Hommage à Rémi Schulz, ancien de 813 et avant tout OuLiPien
« Bonjour à tous,
Je viens d'apprendre, par sa fille, la mort de Rémi Schulz.
Rémi, qui avait publié en 2000 un très curieux roman (Sous les pans du bizarre) dans la série Pierre de Gondol s'était, depuis longtemps déjà, éloigné de "813" comme de presque tout ce qui avait fini par lui paraître étranger. Il y a tout juste un an avait commencé pour lui une période moralement très difficile, et il avait cru et aussi "voulu" disparaître à une date qui l'obsédait depuis des années, avant de connaître ce qu'il appelait une "rémission". Après un silence de plusieurs mois, il m'avait tout récemment (le 27/4) contactée par mail me disant qu'il allait mieux, et par ailleurs il semblait, m'a-t-on dit à l'instant, être actif sur la liste de l'Oulipo. Il est mort d'une crise cardiaque et ses obsèques auront lieu le 13 mai. J'enverrai moi-même un texte sur Rémi dont sa fille pourra donner lecture ce jour-là : si d'autres veulent dire quelques mots sur lui, je transmettrai.
Dominique Poitelon-Chauveau (801)" »
Presqu'une semaine s'est écoulée depuis cette mort subite. J'attendais que Dominique me communique son texte hommage. Avec humour elle écrivait ceci : « Je pense que sa "mort un peu réchauffée" , à ce que je vois aussi, l'aurait finalement assez amusé (peut-être voit-il tout cela, de là où il est ?) ! »
J'ai reçu son texte aujourd'hui, d'où ce décalage. Le voici ▼
Dominique Poitelon-Chauveau 9 mai 2026
Mort de Rémi Schulz
Rémi n’avait pas d’interlocuteur : aucun qui soit à sa mesure, dans les étranges domaines qui seuls lui importaient, ni d’ailleurs d’opposant à sa guise, à son impatiente guise, pour tout ce qu’il déclarait très vite nul et sans intérêt, même et surtout quand il s’agissait des experts des domaines concernés, qui n’avaient rien compris, par exemple au « nombre d’or ».

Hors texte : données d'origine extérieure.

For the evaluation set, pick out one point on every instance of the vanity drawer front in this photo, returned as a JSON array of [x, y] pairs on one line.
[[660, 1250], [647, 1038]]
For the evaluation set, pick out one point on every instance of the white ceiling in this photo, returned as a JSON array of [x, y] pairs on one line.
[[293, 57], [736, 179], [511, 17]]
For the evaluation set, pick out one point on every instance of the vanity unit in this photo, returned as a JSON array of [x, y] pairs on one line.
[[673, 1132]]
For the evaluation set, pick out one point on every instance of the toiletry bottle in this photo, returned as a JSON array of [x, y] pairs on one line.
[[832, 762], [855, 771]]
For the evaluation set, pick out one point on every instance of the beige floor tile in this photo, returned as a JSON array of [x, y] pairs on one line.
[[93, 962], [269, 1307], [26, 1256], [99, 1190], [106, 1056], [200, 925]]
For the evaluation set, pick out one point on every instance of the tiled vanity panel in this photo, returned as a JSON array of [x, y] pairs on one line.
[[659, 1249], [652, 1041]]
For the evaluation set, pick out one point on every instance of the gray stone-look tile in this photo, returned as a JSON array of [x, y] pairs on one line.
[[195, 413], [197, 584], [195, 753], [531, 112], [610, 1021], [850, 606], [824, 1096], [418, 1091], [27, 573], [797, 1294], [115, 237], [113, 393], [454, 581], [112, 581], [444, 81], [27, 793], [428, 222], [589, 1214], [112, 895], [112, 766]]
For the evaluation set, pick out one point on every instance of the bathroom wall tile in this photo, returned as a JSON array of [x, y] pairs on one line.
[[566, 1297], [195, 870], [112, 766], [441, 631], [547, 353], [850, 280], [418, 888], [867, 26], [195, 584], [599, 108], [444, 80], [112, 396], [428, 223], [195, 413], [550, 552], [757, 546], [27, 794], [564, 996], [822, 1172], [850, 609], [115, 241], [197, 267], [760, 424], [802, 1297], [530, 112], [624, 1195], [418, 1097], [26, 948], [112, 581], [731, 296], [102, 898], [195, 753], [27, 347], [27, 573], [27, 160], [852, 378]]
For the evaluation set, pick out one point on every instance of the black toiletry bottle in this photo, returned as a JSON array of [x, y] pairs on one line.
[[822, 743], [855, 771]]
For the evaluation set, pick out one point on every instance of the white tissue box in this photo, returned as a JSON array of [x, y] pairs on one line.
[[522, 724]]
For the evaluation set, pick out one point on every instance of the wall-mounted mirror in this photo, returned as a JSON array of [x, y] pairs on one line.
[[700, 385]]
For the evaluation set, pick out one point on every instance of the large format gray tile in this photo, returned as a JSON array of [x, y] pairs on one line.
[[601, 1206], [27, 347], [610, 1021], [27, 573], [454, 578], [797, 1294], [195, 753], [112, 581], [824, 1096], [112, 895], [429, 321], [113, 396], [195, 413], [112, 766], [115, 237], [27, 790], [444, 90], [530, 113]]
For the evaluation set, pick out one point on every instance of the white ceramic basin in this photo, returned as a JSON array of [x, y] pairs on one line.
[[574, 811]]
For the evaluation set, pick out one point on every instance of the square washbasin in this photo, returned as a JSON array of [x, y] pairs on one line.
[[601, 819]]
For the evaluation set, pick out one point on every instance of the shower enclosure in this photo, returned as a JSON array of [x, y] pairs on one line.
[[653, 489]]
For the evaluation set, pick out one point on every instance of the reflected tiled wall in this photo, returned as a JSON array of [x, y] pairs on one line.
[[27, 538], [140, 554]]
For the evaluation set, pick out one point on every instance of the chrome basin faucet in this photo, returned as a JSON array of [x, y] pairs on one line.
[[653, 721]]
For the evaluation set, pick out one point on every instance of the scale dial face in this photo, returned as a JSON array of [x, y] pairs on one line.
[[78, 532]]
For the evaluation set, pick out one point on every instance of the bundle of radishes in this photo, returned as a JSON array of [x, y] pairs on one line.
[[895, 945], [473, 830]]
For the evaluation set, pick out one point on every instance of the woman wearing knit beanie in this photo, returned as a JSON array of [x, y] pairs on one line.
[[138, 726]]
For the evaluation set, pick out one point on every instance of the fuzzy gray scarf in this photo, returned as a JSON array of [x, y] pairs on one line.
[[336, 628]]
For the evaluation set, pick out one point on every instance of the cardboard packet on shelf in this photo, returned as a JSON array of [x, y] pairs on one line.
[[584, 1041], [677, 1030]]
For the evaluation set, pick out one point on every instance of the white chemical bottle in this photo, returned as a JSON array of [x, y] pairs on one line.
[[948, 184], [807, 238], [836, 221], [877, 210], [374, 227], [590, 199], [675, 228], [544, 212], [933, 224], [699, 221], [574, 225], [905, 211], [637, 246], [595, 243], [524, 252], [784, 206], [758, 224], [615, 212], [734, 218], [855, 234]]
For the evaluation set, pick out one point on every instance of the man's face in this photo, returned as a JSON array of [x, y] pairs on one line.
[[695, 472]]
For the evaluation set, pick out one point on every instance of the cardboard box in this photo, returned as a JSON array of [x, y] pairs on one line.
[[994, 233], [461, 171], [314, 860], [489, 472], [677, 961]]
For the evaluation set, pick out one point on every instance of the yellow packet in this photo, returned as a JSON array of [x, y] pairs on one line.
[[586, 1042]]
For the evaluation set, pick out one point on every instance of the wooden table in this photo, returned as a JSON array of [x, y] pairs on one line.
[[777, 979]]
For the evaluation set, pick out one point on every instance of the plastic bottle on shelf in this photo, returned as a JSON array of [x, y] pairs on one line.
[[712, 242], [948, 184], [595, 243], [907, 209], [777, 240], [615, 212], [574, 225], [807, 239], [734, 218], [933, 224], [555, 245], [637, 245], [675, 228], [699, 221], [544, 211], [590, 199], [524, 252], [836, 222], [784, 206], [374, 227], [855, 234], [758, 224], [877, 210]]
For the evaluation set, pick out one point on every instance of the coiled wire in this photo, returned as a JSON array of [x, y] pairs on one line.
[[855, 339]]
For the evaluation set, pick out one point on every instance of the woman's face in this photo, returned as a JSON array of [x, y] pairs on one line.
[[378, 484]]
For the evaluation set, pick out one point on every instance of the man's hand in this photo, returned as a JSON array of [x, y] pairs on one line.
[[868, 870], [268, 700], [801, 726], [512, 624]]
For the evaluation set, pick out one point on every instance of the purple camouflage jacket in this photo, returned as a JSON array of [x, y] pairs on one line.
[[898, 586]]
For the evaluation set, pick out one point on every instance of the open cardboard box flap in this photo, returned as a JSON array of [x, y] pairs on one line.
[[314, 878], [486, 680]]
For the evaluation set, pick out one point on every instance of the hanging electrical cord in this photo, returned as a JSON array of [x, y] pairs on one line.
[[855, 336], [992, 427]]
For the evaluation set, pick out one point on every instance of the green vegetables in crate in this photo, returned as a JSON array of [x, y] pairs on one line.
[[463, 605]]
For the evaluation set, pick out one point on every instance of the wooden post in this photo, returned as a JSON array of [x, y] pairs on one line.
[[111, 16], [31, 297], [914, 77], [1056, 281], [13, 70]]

Quand on tentait ou espérait pouvoir faire un pas vers lui, en se risquant dans les territoires en question, son approbation était fort rare, et s’il faisait parfois un effort pour, de lui-même, faire un pas vers vous, son intérêt poli ne tenait le plus souvent que quelques minutes, avant le couperet d’un jugement sans appel.
Une telle description, cependant, pour qui ne l’aurait pas connu, inciterait, et très injustement, à l’imaginer égaré par un orgueil démesuré … or ce n’était évidemment pas le cas de cet homme finalement toujours un peu triste, amical, généreux, solitaire dans ses pensées, curieusement nostalgique d’une famille dont il parlait peu, alors qu’elle comptait, jadis, des personnalités remarquables, comme le peintre Jean Souverbie.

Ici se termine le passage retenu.